Abnormal expression of miR-4784 in chondrocytes of osteoarthritis and associations with chondrocyte hyperplasia

The aim of the present study was to assess the expression of microRNA (miRNA)-4784 in the chondrocytes of early osteoarthritis (OA) and to determine the effect of double-stranded (ds)-miRNA-4784 transfection on chondrocyte function. Following the construction of an OA rabbit model, normal chondrocytes (normal control group), OA chondrocytes obtained 4 weeks after modeling (OA at week 4 group) and 8 weeks after modeling (OA at week 8 group) were used. The relative expression of miRNA-4784 in each group was detected using reverse transcription-quantitative polymerase chain reaction (RT-qPCR). Western blotting was performed to measure the expression of type II collagen (Col2a1) and matrix metalloproteinase (MMP)-3 in each group with or without ds-miRNA-4784 transfection.
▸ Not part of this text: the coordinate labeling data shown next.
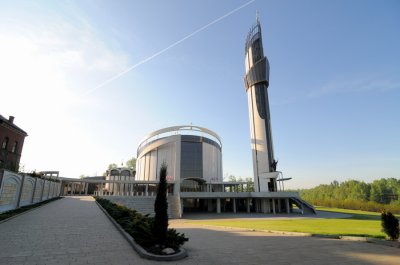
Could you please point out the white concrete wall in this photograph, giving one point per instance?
(19, 190)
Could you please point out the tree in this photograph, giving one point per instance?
(131, 163)
(160, 226)
(390, 225)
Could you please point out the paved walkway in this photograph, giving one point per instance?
(74, 231)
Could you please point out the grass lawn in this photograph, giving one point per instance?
(356, 214)
(359, 224)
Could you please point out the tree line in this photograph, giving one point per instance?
(380, 194)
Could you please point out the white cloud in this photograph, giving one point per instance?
(43, 69)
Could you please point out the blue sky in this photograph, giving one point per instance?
(334, 82)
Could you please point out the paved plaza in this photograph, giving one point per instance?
(73, 230)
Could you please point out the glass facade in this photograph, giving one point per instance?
(191, 158)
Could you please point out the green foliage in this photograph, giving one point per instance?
(160, 225)
(353, 194)
(329, 226)
(390, 225)
(140, 226)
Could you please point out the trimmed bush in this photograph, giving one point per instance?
(160, 225)
(390, 225)
(140, 227)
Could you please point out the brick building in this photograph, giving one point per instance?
(11, 142)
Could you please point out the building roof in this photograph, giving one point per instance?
(11, 124)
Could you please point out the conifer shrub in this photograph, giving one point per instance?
(160, 225)
(140, 227)
(390, 225)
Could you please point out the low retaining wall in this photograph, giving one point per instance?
(18, 190)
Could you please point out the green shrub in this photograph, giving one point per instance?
(390, 225)
(140, 226)
(160, 225)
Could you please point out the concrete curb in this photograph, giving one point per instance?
(27, 211)
(395, 244)
(140, 250)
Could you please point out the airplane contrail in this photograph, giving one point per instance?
(165, 49)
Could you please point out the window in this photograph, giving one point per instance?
(14, 149)
(191, 159)
(5, 143)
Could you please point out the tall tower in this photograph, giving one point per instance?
(256, 82)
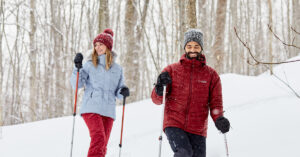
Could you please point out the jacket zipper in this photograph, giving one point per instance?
(189, 99)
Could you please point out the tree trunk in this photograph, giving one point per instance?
(57, 47)
(296, 25)
(218, 46)
(103, 14)
(270, 35)
(191, 14)
(131, 63)
(32, 58)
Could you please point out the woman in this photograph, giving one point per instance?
(103, 81)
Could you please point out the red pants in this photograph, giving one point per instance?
(99, 128)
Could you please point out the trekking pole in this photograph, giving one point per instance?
(120, 145)
(226, 145)
(162, 121)
(74, 112)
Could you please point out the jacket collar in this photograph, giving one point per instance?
(101, 58)
(189, 62)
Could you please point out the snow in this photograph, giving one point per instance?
(263, 112)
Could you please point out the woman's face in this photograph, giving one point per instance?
(100, 48)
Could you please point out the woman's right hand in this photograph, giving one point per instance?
(78, 60)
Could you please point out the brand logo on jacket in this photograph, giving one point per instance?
(202, 81)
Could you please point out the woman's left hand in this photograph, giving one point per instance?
(125, 91)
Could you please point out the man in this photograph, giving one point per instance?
(193, 89)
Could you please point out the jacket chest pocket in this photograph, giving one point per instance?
(114, 78)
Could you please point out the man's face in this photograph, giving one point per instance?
(192, 49)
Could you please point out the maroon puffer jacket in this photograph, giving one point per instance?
(195, 89)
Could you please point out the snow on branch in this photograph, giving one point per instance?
(284, 43)
(261, 62)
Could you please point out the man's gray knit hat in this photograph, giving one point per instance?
(193, 35)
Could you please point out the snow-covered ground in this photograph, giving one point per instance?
(264, 114)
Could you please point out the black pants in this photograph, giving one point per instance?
(186, 144)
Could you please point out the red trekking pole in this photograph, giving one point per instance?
(74, 112)
(120, 145)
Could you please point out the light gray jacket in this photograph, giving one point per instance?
(101, 87)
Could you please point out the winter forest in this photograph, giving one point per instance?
(39, 40)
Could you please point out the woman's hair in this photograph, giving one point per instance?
(108, 59)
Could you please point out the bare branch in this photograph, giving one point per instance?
(295, 30)
(257, 61)
(276, 36)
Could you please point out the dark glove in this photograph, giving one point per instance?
(78, 60)
(125, 91)
(163, 79)
(222, 124)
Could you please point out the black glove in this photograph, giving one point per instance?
(78, 60)
(222, 124)
(125, 91)
(163, 79)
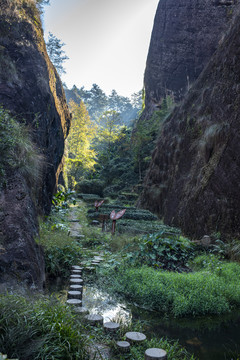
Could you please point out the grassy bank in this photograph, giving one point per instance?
(210, 290)
(42, 328)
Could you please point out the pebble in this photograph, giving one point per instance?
(155, 354)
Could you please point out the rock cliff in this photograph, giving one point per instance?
(31, 90)
(193, 179)
(185, 35)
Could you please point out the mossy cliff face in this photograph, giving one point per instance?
(193, 179)
(31, 90)
(185, 35)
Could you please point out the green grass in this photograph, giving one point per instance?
(40, 329)
(207, 291)
(18, 149)
(61, 251)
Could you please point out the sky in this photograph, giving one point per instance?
(106, 41)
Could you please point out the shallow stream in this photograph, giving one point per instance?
(209, 338)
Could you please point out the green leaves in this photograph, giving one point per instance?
(163, 250)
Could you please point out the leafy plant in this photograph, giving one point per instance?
(18, 149)
(39, 329)
(61, 198)
(163, 250)
(177, 294)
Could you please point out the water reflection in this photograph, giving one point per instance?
(102, 303)
(209, 338)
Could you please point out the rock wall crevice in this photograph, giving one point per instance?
(193, 179)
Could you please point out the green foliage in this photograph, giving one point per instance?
(173, 349)
(97, 102)
(37, 329)
(18, 149)
(56, 53)
(60, 250)
(163, 250)
(179, 294)
(94, 186)
(61, 199)
(81, 156)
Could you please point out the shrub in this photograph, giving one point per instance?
(165, 250)
(60, 250)
(18, 149)
(94, 186)
(180, 294)
(40, 329)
The results revealed that the levels of miR-4784 in groups OA at week 4 and 8 were significantly lower than that of normal control group (P<0.05). It was also demonstrated that Col2a1 mRNA expression levels in groups OA at week 4 and 8 were 49 and 38% of that in the normal control group, respectively. Furthermore, MMP-3 mRNA expression levels increased by 3.12- and 3.95-fold in groups OA at week 4 and 8, respectively, compared with those in the normal control group (P<0.01). Following transfection with ds-miRNA-4784, Col2a1 mRNA expression levels increased by 63 and 126% compared with the levels prior to treatment in groups OA at week 4 and 8, respectively (P<0.01). The expression levels of MMP-3 mRNA in groups OA at week 4 and 8 decreased following transfection compared with the levels prior to treatment. Col2a1 and MMP-3 protein expression exhibited similar patterns to the mRNA expression. In summary, the results of the present study suggest that miRNA-4784 expression is significantly reduced in early stage OA chondrocytes. Transfection with ds-miRNA-4784 promotes the expression of Col2a1 and inhibits the MMP-3 expression in chondrocytes.